Trout lake creek is a tributary to the much more popular White Salmon River, and is only about 15 minutes up the road from BZ Corners. There is no gauge on this creek. The White Salmon River gauge provides a reasonable proxy. Look for around 3.75 ft or above on the Husum stick. On June 1st 2023 that was about 1300 on the White Salmon Gauge at Underwood. Your mileage may vary. Upper level unknown.
If you put in at the bridge where the Mt. Adams highway crosses the creek you’re in for a class 2/3 experience at most flows. Looking upstream from that bridge will give you a look at a steep class IV bedrock slide, Woodruff Falls, that is also an option by putting in further upstream. The put in marked for this reach is also above this upper rapid and is described in Jeff Bennett’s guide as being on Guler Road. As of this writing that put in is marked “no trespassing.” Unsure if another legal put in exists.

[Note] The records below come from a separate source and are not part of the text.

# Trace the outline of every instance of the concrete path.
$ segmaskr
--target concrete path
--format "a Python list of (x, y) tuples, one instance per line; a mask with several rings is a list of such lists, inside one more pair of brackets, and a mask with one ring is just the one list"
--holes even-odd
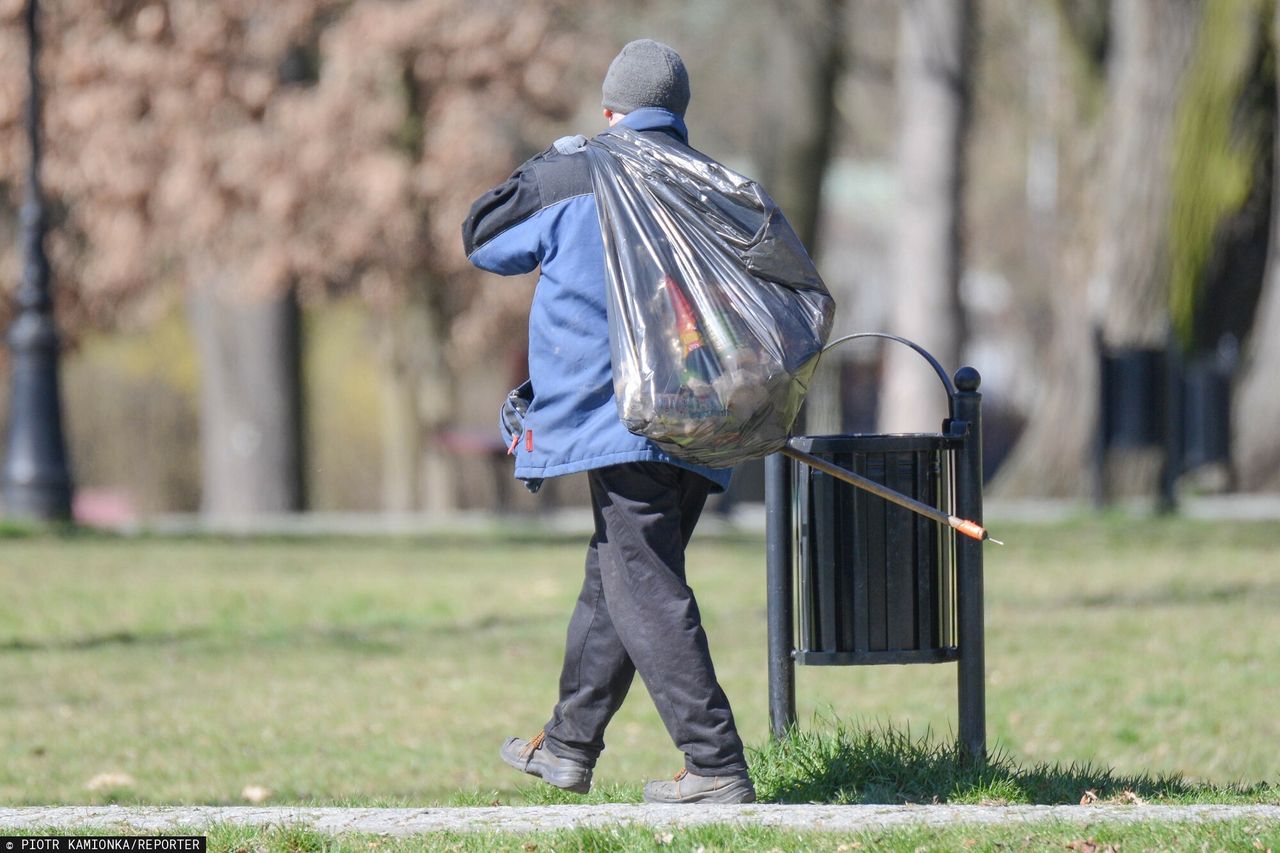
[(630, 824), (678, 829), (699, 824), (748, 824), (849, 832), (898, 826), (1137, 821), (1253, 820), (1280, 822), (1280, 806), (523, 806), (493, 808), (351, 809), (254, 806), (31, 806), (0, 808), (0, 832), (78, 828), (161, 832), (211, 824), (302, 825), (323, 832), (419, 835), (446, 830), (516, 832)]

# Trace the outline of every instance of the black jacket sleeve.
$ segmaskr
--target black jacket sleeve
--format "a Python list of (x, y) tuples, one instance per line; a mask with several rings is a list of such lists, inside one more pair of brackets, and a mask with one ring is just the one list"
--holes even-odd
[(462, 223), (462, 245), (467, 257), (541, 209), (542, 193), (530, 161), (471, 205), (471, 213)]

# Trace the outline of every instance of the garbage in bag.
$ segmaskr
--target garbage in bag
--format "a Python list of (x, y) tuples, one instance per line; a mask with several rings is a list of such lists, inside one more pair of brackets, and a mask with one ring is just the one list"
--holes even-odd
[(777, 204), (675, 140), (614, 127), (590, 159), (618, 414), (715, 467), (778, 450), (835, 303)]

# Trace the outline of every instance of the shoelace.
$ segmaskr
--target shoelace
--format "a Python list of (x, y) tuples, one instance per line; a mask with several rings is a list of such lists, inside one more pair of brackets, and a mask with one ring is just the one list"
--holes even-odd
[(520, 757), (528, 758), (530, 755), (533, 755), (534, 752), (542, 748), (542, 742), (546, 739), (547, 733), (545, 730), (540, 731), (533, 737), (529, 738), (529, 742), (520, 750)]

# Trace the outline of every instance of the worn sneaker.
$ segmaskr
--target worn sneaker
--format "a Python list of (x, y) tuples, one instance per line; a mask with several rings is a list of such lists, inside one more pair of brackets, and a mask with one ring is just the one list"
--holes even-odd
[(681, 770), (670, 782), (660, 780), (644, 786), (646, 803), (754, 803), (756, 787), (751, 777), (698, 776)]
[(560, 758), (544, 745), (546, 738), (546, 732), (538, 732), (529, 740), (509, 737), (499, 754), (515, 769), (537, 776), (557, 788), (575, 794), (590, 791), (591, 768), (571, 758)]

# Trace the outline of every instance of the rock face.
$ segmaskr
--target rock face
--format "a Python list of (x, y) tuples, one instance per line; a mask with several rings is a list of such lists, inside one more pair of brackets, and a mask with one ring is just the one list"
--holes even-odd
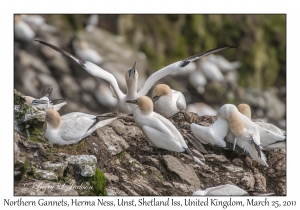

Trout Lake Creek joins the White Salmon River about 1.5 miles into this run just upstream from a covered bridge off Little Mountain Road you’ll see on shuttle.
By taking out just passed the River Road bridge, you take out above a low head dam. This makes for just slightly less than a 3 mile run.
All major rapids can be seen from one of the bridges that cross the run. What you can’t see from the road is typically easier and pretty straightforward / boat scoutable. The biggest rapid from the lower put-in, Creamery Rapid, is visible just upstream from the Old Creamery Road Bridge.
The character of the run is generally low angle bedrock ledges and slides interspersed with some boulders and wave trains. A couple of islands and blind corners exist which require some boat handling and route finding in class I-II water, but eddies are generally available and class 3 paddlers will not have difficulty.
Watch for wood along the sides or in the channel. As of June 2023 this was a portage free run.
Video beta at:
https://youtu.be/VUmaiLFbFrY
The original write up for this run can be found in A Guide to Whitewater Rivers of Washington, Jeff Bennett (Swiftwater; 1991) on page 325.